Convenient GO enrichments from python. For use in python
projects.
- Builds the GO-ontology graph
- Propagates GO-annotations up the graph
- Performs enrichment test for all categories
- Performs multiple testing correction
- Allows for export to
pandas
for processing andgraphviz
for visualization
Supported ids: Uniport ACC
, Entrez GeneID
Install package from pypi and download ontology and needed annotations.
pip install goenrich
mkdir db
# Ontology
wget http://purl.obolibrary.org/obo/go/go-basic.obo -O db/go-basic.obo
# UniprotACC
wget http://geneontology.org/gene-associations/gene_association.goa_ref_human.gz -O db/gene_association.goa_ref_human.gz
# Entrez GeneID
wget ftp://ftp.ncbi.nlm.nih.gov/gene/DATA/gene2go.gz -O db/gene2go.gz
import goenrich
# build the ontology
G = goenrich.obo.graph('db/go-basic.obo')
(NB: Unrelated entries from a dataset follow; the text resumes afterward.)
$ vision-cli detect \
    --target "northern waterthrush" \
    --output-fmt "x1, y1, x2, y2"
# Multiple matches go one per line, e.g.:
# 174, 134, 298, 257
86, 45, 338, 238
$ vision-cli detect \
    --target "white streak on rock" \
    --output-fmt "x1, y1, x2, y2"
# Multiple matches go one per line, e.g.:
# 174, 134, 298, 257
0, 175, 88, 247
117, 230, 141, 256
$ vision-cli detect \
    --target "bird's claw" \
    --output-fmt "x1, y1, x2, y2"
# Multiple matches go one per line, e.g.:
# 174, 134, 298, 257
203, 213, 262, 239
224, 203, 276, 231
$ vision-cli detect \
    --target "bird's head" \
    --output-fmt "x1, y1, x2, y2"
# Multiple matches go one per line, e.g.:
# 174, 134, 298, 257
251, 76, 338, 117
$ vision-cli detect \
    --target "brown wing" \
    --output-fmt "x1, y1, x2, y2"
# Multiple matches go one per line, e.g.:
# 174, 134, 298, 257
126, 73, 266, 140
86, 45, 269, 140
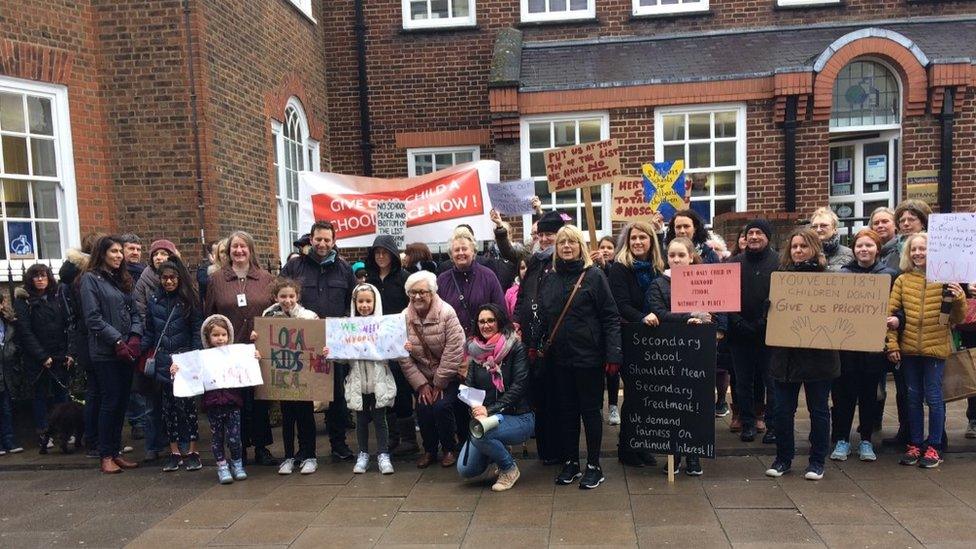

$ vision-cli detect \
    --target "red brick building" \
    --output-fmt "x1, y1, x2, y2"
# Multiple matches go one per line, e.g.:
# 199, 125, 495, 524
0, 0, 976, 270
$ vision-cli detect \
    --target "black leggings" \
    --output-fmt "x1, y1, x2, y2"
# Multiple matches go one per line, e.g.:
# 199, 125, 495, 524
553, 362, 604, 465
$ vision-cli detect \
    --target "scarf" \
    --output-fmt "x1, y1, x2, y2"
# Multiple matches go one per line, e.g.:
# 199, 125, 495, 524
634, 259, 654, 293
465, 333, 515, 393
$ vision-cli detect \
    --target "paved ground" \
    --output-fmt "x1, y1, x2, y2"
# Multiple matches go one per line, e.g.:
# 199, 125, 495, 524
0, 382, 976, 548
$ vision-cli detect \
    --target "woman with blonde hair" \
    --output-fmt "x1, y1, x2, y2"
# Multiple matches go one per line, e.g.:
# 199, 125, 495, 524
529, 225, 622, 489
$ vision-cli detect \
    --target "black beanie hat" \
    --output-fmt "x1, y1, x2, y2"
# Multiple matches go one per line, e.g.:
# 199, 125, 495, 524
745, 219, 773, 242
536, 212, 566, 233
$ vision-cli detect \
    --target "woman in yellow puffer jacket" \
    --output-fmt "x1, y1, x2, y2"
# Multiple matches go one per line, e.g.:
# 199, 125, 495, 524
887, 233, 966, 468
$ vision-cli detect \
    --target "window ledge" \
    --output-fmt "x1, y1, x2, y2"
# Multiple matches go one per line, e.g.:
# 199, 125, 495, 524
515, 16, 600, 29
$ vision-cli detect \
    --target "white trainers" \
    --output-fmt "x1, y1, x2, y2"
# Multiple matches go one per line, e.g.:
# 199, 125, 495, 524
382, 454, 393, 475
300, 458, 319, 475
278, 458, 295, 475
352, 452, 369, 475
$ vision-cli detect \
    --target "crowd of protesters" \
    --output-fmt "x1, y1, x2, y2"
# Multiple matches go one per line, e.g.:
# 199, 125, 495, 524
0, 200, 976, 491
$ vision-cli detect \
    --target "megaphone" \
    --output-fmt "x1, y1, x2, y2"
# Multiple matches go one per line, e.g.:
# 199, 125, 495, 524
468, 414, 502, 438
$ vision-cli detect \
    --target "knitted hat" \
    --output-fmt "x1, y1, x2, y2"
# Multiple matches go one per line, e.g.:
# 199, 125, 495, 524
536, 211, 566, 233
149, 238, 180, 258
745, 219, 773, 241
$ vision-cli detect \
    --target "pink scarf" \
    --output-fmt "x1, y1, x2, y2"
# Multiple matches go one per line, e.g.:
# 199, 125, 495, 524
466, 333, 512, 393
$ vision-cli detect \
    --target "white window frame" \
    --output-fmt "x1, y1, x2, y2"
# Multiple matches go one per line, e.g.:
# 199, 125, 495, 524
632, 0, 709, 15
285, 0, 318, 25
271, 97, 321, 264
520, 0, 596, 23
776, 0, 841, 8
400, 0, 478, 29
654, 103, 749, 224
519, 111, 613, 241
0, 75, 81, 282
407, 145, 481, 177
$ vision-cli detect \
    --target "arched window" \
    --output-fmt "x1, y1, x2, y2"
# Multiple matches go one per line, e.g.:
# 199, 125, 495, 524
830, 60, 901, 128
272, 97, 319, 262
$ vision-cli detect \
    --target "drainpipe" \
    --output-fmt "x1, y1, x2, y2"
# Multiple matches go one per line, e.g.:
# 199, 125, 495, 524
783, 95, 799, 212
939, 87, 956, 213
356, 0, 373, 176
183, 0, 208, 259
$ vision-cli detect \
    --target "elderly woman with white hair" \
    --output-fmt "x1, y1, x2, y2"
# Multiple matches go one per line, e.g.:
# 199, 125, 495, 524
400, 271, 464, 469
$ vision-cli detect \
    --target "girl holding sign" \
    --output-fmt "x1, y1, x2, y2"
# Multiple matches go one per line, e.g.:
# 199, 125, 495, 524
322, 284, 396, 475
647, 236, 727, 476
766, 228, 840, 480
887, 233, 966, 469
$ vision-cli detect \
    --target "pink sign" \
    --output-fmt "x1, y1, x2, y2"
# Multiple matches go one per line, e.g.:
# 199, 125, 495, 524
671, 263, 742, 313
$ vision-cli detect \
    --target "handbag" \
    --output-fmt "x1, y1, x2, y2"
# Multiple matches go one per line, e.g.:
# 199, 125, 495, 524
942, 349, 976, 402
136, 307, 176, 378
956, 298, 976, 332
539, 269, 586, 356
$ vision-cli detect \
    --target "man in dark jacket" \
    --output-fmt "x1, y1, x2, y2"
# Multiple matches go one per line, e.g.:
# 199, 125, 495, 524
729, 219, 779, 444
281, 221, 356, 461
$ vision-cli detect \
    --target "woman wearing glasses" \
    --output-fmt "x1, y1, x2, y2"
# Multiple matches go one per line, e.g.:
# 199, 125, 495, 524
400, 271, 464, 469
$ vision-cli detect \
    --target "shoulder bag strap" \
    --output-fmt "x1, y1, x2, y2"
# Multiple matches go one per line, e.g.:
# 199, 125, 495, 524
542, 269, 586, 355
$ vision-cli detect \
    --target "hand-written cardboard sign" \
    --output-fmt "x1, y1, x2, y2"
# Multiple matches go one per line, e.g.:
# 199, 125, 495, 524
487, 179, 535, 215
173, 343, 263, 398
641, 160, 691, 221
376, 200, 407, 246
671, 263, 742, 313
546, 139, 620, 192
620, 322, 716, 457
766, 272, 891, 353
254, 317, 333, 402
325, 315, 408, 360
610, 178, 655, 221
925, 213, 976, 283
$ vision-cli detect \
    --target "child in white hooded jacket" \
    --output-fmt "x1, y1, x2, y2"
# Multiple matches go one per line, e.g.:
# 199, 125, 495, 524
325, 283, 396, 475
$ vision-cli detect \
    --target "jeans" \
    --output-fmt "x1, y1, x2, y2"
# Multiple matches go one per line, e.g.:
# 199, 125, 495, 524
0, 388, 17, 450
458, 412, 535, 478
417, 383, 458, 455
729, 340, 772, 427
92, 360, 132, 458
772, 379, 831, 465
901, 355, 945, 448
31, 373, 68, 434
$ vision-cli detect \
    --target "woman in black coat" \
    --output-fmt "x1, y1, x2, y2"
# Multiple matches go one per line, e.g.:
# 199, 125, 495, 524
14, 263, 75, 454
523, 225, 622, 489
609, 221, 664, 467
457, 303, 535, 492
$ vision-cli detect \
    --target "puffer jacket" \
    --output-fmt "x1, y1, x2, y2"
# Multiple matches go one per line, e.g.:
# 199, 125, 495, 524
14, 285, 74, 383
887, 270, 966, 360
200, 315, 244, 410
80, 271, 142, 362
769, 263, 840, 383
142, 288, 203, 384
464, 333, 532, 416
529, 259, 623, 368
336, 284, 396, 412
400, 294, 464, 391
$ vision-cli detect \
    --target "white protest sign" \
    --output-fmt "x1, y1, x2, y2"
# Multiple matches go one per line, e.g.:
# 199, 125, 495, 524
487, 179, 535, 215
325, 314, 408, 360
925, 213, 976, 283
376, 200, 407, 246
173, 343, 264, 397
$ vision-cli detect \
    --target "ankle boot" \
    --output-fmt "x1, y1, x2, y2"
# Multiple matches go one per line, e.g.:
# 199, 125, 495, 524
393, 416, 420, 456
102, 458, 122, 475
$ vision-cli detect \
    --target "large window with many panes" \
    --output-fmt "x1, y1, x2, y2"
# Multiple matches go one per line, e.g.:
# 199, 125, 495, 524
654, 104, 746, 223
0, 77, 79, 264
520, 113, 610, 238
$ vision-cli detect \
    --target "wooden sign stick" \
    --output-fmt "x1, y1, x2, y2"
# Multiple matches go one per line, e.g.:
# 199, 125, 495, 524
583, 187, 597, 252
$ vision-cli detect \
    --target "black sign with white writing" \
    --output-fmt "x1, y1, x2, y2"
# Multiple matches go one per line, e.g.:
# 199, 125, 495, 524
620, 323, 716, 457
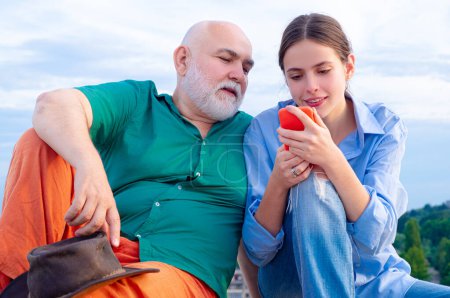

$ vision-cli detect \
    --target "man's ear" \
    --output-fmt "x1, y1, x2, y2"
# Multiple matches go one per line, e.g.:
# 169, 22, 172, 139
173, 45, 191, 76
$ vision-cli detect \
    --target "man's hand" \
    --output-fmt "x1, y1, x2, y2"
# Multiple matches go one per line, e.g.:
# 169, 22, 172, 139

# use all entrez geneid associations form gene2go as background
# use goenrich.read.goa('db/gene_association.goa_ref_human.gz') for uniprot
background = goenrich.read.gene2go('db/gene2go.gz')
goenrich.enrich.set_background(G, background, 'GeneID', 'GO_ID')
# extract some list of entries as example query
query = set(background['GeneID'].unique()[:20])
# run analysis and obtain results
result = goenrich.enrich.analyze(G, query)
# for additional export to graphviz just specify the gvfile argument
# the show argument keeps the graph reasonably small
result = goenrich.enrich.analyze(G, query, gvfile='example.dot', show='top20')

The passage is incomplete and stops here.